Programm Juli - Dezember 2017

Saalöffnung eine Stunde vor Konzertbeginn, i.d.R. also um 19.00 Uhr

Drei Damen und ihre Songs

Donnerstag, 5. Oktober 2017, 20:00 Uhr

VVK & AK: € 20,-/erm. 18,- (ZS-Mitglieder 16,-)

Songbirds Collective

Drei Damen und ihre Songs

Als das Songbird Collective vor Jahren erstmals bei uns gastierte, verzauberten die Damen auf jeweils eigene Art den Saal. Damals noch unter der Überschrift „American Songbirds“. Nun haben die drei Sängerinnen erneut ein Liederprogramm entwickelt, in dem sie allein und zusammen ihre so unterschiedlichen Stimmen erklingen lassen. Herausragende Kritiken bei den vergangenen Tourneen haben Ihnen 2017 erstmals eine Einladung nach Asien beschert. Kurz vor unserem Konzert werden sie Ende September auf einem Festival in Taipei auftreten.

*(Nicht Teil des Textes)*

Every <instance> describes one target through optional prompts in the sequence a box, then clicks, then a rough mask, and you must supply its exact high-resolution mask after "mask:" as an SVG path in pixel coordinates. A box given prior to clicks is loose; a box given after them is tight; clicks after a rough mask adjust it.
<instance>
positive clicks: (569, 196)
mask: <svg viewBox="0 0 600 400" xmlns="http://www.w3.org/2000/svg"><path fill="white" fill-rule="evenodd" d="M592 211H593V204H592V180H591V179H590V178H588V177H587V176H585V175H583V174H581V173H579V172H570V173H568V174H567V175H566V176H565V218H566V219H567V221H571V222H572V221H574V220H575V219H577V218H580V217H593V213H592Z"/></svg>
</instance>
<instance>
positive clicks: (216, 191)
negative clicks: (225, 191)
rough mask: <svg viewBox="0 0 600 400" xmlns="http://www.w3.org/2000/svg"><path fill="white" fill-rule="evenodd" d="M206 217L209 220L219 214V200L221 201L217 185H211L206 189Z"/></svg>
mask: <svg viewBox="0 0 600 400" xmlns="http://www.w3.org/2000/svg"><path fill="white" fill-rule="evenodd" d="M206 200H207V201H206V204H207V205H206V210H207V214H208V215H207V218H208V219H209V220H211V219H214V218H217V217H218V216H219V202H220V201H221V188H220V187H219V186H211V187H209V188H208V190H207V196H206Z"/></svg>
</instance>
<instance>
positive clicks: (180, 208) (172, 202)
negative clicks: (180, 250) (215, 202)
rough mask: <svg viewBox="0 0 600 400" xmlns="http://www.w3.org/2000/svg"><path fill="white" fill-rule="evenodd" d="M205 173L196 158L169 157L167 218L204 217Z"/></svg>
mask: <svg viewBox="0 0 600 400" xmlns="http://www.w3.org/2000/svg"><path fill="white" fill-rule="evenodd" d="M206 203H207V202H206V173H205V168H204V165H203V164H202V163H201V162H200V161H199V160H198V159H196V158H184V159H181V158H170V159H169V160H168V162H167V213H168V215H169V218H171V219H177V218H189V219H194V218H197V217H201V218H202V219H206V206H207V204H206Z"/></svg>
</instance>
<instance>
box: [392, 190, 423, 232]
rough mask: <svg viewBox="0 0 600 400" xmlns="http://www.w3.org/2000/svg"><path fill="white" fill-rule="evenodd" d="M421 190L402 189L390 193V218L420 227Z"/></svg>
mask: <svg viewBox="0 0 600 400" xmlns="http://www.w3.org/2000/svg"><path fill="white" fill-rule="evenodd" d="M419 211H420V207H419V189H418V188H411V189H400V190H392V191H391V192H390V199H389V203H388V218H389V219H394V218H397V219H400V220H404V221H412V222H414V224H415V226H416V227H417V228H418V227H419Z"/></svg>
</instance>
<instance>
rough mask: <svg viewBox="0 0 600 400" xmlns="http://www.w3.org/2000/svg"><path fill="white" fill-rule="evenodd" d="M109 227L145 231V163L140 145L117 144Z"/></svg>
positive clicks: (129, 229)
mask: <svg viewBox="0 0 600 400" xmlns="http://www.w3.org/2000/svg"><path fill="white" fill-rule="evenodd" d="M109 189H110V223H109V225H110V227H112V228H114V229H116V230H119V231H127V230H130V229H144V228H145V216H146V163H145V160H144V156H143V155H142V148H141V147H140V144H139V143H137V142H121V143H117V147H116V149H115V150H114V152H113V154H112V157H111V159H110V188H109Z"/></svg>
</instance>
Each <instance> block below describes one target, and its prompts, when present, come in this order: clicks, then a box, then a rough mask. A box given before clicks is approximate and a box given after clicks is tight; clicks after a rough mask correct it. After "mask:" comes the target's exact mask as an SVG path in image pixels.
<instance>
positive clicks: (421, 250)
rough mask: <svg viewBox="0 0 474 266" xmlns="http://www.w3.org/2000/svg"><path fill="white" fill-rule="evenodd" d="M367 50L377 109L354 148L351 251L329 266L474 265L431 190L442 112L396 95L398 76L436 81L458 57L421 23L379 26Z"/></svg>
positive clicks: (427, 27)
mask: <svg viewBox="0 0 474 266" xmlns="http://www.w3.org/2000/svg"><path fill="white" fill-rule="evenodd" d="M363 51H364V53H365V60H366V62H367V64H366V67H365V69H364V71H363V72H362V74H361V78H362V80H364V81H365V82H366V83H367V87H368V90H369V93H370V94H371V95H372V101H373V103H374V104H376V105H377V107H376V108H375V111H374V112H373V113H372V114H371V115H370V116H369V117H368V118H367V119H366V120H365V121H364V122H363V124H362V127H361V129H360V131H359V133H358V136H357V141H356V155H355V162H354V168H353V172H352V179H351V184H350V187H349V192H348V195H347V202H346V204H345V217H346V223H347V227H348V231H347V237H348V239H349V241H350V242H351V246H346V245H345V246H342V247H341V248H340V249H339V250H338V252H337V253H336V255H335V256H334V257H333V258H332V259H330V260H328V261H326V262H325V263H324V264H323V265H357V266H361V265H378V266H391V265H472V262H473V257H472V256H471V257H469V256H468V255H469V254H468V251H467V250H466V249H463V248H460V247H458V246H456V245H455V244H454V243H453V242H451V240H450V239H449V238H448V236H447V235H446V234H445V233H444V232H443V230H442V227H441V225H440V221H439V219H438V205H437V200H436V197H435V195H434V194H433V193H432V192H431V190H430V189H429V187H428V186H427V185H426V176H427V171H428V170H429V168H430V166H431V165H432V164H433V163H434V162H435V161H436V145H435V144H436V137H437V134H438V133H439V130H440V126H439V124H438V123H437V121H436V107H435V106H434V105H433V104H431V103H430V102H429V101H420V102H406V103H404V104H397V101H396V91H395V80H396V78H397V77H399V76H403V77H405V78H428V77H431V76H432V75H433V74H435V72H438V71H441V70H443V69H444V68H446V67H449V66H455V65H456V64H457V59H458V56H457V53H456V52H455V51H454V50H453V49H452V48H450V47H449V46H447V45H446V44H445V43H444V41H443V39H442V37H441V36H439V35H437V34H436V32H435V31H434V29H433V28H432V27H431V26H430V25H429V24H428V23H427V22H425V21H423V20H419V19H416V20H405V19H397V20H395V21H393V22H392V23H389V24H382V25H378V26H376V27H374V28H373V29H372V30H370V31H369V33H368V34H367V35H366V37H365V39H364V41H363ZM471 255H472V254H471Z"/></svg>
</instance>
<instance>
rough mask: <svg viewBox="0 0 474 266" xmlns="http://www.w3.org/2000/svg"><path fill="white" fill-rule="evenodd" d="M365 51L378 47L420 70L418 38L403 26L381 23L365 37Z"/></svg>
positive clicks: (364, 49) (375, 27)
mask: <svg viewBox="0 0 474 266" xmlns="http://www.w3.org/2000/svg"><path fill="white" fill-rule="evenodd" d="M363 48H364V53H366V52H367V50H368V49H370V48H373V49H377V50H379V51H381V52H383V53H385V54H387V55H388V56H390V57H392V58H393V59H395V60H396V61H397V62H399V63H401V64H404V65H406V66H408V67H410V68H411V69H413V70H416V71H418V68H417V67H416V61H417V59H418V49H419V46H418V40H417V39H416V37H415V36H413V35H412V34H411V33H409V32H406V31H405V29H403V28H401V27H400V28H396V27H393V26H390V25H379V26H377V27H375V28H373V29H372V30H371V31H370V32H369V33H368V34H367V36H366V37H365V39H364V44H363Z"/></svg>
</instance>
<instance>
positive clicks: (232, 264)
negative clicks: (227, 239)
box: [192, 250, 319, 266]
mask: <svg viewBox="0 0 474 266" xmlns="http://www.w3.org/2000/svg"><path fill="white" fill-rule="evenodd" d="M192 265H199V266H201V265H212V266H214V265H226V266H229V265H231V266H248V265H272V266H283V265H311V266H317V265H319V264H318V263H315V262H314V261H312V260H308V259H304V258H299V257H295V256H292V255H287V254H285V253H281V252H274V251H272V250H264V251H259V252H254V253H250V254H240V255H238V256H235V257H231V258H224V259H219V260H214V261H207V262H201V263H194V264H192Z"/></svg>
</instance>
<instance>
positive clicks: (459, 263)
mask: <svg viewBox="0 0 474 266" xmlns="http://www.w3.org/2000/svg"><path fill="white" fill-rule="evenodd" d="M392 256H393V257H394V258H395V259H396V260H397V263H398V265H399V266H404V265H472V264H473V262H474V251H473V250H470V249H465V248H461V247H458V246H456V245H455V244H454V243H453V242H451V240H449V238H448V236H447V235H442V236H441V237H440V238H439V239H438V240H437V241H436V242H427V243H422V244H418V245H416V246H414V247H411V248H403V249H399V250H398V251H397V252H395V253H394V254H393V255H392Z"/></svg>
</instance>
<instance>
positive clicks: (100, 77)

Die Songbirds flüstern, hauchen und schreien ihre Empfindungen ins Mikro, bewegen mit ihren Emotionen und nehmen uns mit in ihre unterschiedlichen musikalischen Welten. Sie werden nur einige ganz wenige Konzerte im Oktober 2017 in Deutschland geben, bevor sie anschließend ihr neues Studioalbum in Paris aufnehmen.

 

Kyrie Kristmanson singt ihre Songs zur Gitarre. Zeitgenössischer Folk, mittelalterliche Musik, Pop und Jazz gehen in ihren Kompositionen eine ganz eigene Melange ein. Die CD-Aufnahmen bieten Grillenzirpen und perkussive Elemente, eine Jazztrompete begleitet die herrlich eigenwilligen Sängerin, die gern über die Schönheit der Natur, Mystik und Geister philosophiert.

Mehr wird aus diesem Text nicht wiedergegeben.